En realidad somos presos de descargas neuronales a las que llamamos flechazos o enamoramientos. Acabo de leer que la finelitelamina es el primer químico que libera el cerebro cuando nos sentimos amorosamente atraídos, luego entran en acción la dopamina y la oxiticina. Todo aquello me da la sensación de que nuestro cuerpo se comporta como un motor de combustión interna, con gasolina súper o extra, bien lo sé pues ya me cambiaron un pedazo de manguera (18 centímetros de aorta) y una válvula, lo que sonaría como detalle prosaico en un taller automotor.

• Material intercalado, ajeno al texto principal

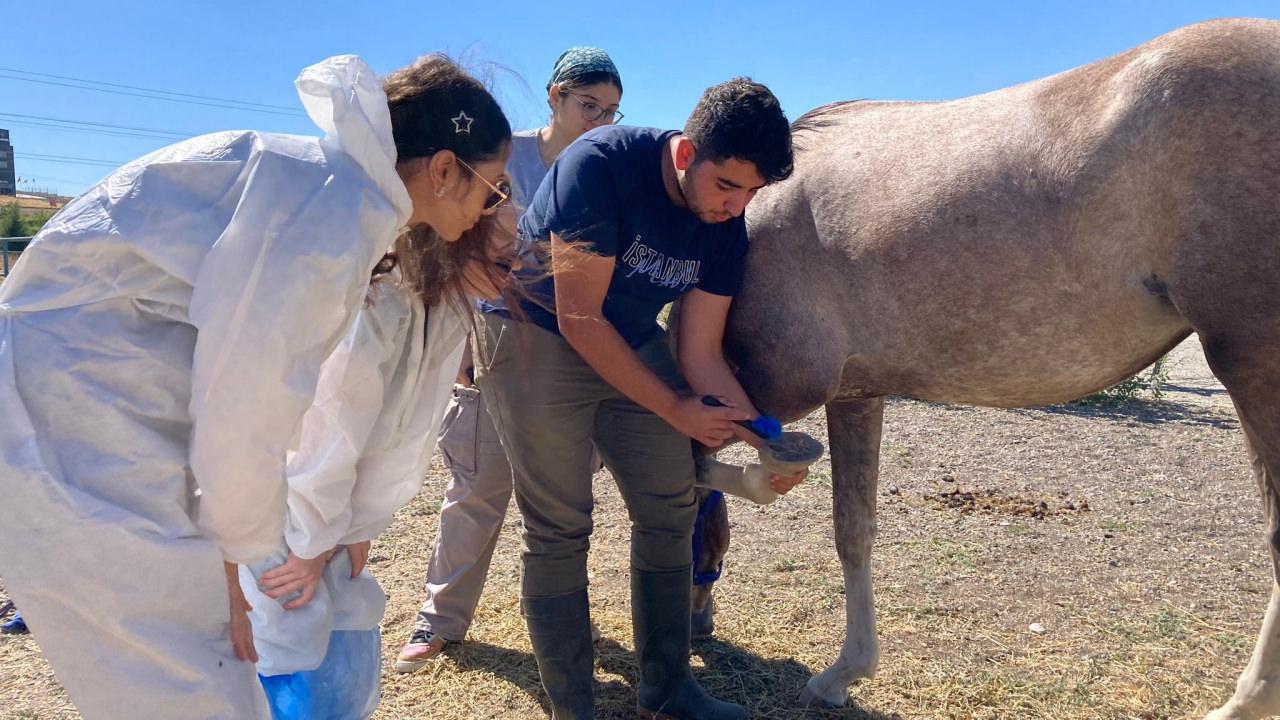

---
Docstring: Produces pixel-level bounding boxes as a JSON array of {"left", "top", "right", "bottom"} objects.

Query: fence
[{"left": 0, "top": 237, "right": 31, "bottom": 278}]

Se sabe cómo funcionan las diversas zonas del cerebro, la pregunta que nos hacemos es si la muerte cerebral nos convierte en polvo, si existe otro elemento, llámese espíritu, alma, capaz de sobrevivir para llevarnos a lo que llaman otra vida. Pienso que venimos del no-existir para volver a lo mismo, de la nada a la nada, pero respeto del modo más absoluto, hasta envidio a todos quienes imaginan un lugar de reencuentro muy romántico con parientes y seres amados, no la horrible gehena donde terminamos asados como pollos rostizados. En realidad, la gehena era el nombre que se daba al basurero de Jerusalén, en cual caso seríamos descartados como chatarra después de cumplir nuestro ciclo.

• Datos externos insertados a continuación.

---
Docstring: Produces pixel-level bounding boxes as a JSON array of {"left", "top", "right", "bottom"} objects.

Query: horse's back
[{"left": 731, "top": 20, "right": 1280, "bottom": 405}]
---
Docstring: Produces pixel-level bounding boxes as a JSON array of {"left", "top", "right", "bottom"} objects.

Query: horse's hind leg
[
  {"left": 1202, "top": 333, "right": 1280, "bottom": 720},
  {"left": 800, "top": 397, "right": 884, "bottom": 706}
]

El breve espacio que nos otorgan entre el nacer y el morir queda como experiencia única que nos permite escuchar a Mozart, Chopin, Bach, solazarnos con esculturas griegas, pinturas renacentistas, flores, animales, paisajes de ensueño, vinos añejos. manjares celestiales, emociones superlativas y demás placeres invalorables. Desde luego, el amor es la experiencia suprema que borra la conciencia del tiempo, nos hace perder la chaveta, nos vuelve capaces de lo mejor, de lo peor, cometer crímenes, actos de heroísmo, locuras de todo tipo. Tan solo para saborear el valor de un beso valdría la pena visitar el planeta.

El corazón realiza su trabajo como lo hace un motor: frena, acelera, se ahoga, se recalienta, tiene fallos, desgaste, necesita repuestos. Mientras tanto, el cerebro dirige la orquesta, armoniza el tráfico, permite cumplir cosas geniales, maquinar horrores. Nos entrega bombas nucleares capaces de volar el planeta, catedrales de invalorable belleza, creaciones artísticas que desafían la imaginación. Somos capaces de lo mejor y de lo peor. El amor sigue siendo nuestro máximo acierto, mas lo vamos deteriorando, así como nos dedicamos a sabotear el globo terrestre. Nos llaman civilizados.